I'll try method 2 and let you know how I get on.

Thanks,

Kam

UAG Load Balancing using HAProxy

KFM — Wed, 02 Jan 2019 01:28:37 GMT

Hi community, this problem has been bugging me for a while now so I figured I'd reach out to the community and hopefully get this thing working! Bear with me, this is a long one....

I work for a service provider and want to building out a scalable UAG-pair-per-tenant design behind a pair of HAProxy load-balancers for external (i.e. over the Internet) access. Note that we are using the Horizon DaaS product not the Horizon View product. Apart from the difference in name, I believe the UAG functions identically in both environments.

My final solution would be two pfSense (community edition) firewalls with the HAProxy package installed on both to provide HA and load-balancing functionality to the tenant UAGs behind them. As we onboard more tenants, I would add another pair of UAGs for each. HAProxy will selectively pick which UAG is required for the incoming connection based on SNI. For example:

TenantA - external URL: daas.tenanta.com
TenantB - external URL: daas.tenantb.com
and so on....

Connections arriving at daas.tenanta.com will be directed to a UAG pair for tenantA. Connections arriving at daas.tenantb.com will be directed to a UAG pair for tenantB. And so on and so forth.

As this is my first attempt at building out a HAProxy solution I've decided to keep it simple and use just one pfSense/HAproxy load-balancer, one UAG and one tenant.
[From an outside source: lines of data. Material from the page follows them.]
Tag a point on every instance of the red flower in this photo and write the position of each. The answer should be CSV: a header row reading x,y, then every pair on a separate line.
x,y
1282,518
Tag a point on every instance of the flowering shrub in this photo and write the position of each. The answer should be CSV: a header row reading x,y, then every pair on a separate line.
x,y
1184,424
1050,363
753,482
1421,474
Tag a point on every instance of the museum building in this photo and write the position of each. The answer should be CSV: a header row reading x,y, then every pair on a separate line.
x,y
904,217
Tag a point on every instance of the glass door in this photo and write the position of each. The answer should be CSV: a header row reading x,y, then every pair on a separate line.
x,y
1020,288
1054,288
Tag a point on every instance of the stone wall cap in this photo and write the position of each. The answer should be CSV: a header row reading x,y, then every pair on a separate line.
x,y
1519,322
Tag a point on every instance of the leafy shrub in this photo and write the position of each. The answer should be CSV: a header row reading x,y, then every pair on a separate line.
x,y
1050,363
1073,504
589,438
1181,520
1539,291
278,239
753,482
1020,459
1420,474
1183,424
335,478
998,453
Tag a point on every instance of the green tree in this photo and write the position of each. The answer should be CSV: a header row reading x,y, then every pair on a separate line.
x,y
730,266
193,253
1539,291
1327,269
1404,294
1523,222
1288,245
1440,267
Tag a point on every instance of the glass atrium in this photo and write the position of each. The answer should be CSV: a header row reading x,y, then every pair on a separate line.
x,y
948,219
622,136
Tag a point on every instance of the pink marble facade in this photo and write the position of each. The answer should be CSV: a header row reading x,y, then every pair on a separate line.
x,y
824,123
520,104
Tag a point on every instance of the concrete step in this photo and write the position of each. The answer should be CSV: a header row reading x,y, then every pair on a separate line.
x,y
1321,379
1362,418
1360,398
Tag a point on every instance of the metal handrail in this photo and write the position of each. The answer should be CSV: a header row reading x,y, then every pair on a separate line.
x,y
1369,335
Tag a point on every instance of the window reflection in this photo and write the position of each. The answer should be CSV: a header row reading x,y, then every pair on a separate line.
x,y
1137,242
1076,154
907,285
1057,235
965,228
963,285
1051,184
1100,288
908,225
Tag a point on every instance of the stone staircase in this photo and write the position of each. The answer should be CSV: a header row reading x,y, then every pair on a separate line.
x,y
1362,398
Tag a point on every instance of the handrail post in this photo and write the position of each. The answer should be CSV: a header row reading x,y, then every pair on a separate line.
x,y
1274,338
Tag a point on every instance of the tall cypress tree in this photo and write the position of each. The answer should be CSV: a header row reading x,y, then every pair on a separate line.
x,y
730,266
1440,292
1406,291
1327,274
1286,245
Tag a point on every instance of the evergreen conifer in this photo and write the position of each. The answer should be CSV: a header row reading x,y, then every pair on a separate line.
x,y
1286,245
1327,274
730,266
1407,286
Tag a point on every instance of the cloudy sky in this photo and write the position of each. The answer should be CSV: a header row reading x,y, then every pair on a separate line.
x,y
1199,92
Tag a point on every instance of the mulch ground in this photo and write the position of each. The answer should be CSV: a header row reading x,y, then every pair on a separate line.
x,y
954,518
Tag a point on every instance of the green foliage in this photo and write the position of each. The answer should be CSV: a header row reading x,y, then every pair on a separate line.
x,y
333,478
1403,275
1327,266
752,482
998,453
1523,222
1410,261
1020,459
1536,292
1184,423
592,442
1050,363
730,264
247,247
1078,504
This is what I have now:

Single pfSense firewall with HAProxy package installed
Single UAG (10.0.0.5) for tenantA
external URL daas.tenanta.com with public IP address (1.1.1.1)
One internal-facing VIP (10.0.0.1) which acts as the gateway for the UAG
Firewall does 1:1 NAT from daas.tenanta.com to VIP (i.e. 1.1.1.1 -> 10.0.0.1)
Firewall rules allowing any -> VIP for ports 443, 8443 and 4172.
UAG is configured using apsetup.sh script. It configures the following settings:
- proxyDestinationURL: https://tenant_appliance_ip
- pcoipExternalUrl: 1.1.1.1:4172
- blastExternalUrl: daas.tenanta.com:8443
- tunnelExternalUrl: daas.tenanta.com:443
UAG gateway is the VIP (10.0.0.1)
HAProxy configuration:
- One frontend for ports 443, 8443, 4172
- Three backends for ports 443, 8443 and 4172 all with tenantA UAG as backend server
  - I've also tried one backend for just port 443 with tenantA UAG as backend server as this seems to work for Blast connections via browser

Frontend acl uses SNI for daas.tenanta.com to send to tenantA UAG backend

In this given configuration, I've observed the following:

Browser access to both the user portal (daas.tenanta.com) and admin portal (daas.tenanta.com/admin) work fine
Initiating a Blast connection to the desktop via the browser, works fine.
Using the Horizon Client, I can authenticate successfully but then get the "could not establish tunnel connection" error message. This is what I ultimately need to get working!

Some things I'm not sure about:

Should I be using layer 4 (tcp) or layer 7 (ssl/https) load balancing?
Should I have multiple backends, one for each port
I really want to use source IP affinity as per Load Balancing across VMware Unified Access Gateway Appliances as I think HAProxy can see the client IP address. (i.e. in the HAProxy logs I can see the client IP address.) I don't really want to go with the other two methods if I can help it.
Why does Blast via a browser work when I just have one backend listening on 443? When I do a netstat on my client I can see an active connection to 1.1.1.1:8443.

Some things I've tried:

Note that when I revert the solution to just a plain firewall bypassing the load-balancer, everything (browser and Horizon client) works fine. i.e. traditional port-forwarding/NAPT to the UAG with FW ACLs allowing any -> UAG:443,8443,4172.
I've also used a second tenant to test the SNI ACL and that seems to work fine too. i.e. I can use blast via browser to both daas.tenanta.com and daas.tenantb.com.
Collected debug logs on Horizon View client
Analysed debug logs on tenant appliance
Analysed UAG logs
In the above three log collections, I saw nothing obvious to my untrained eyes

I'm really at my wits end here so any help would be much appreciated!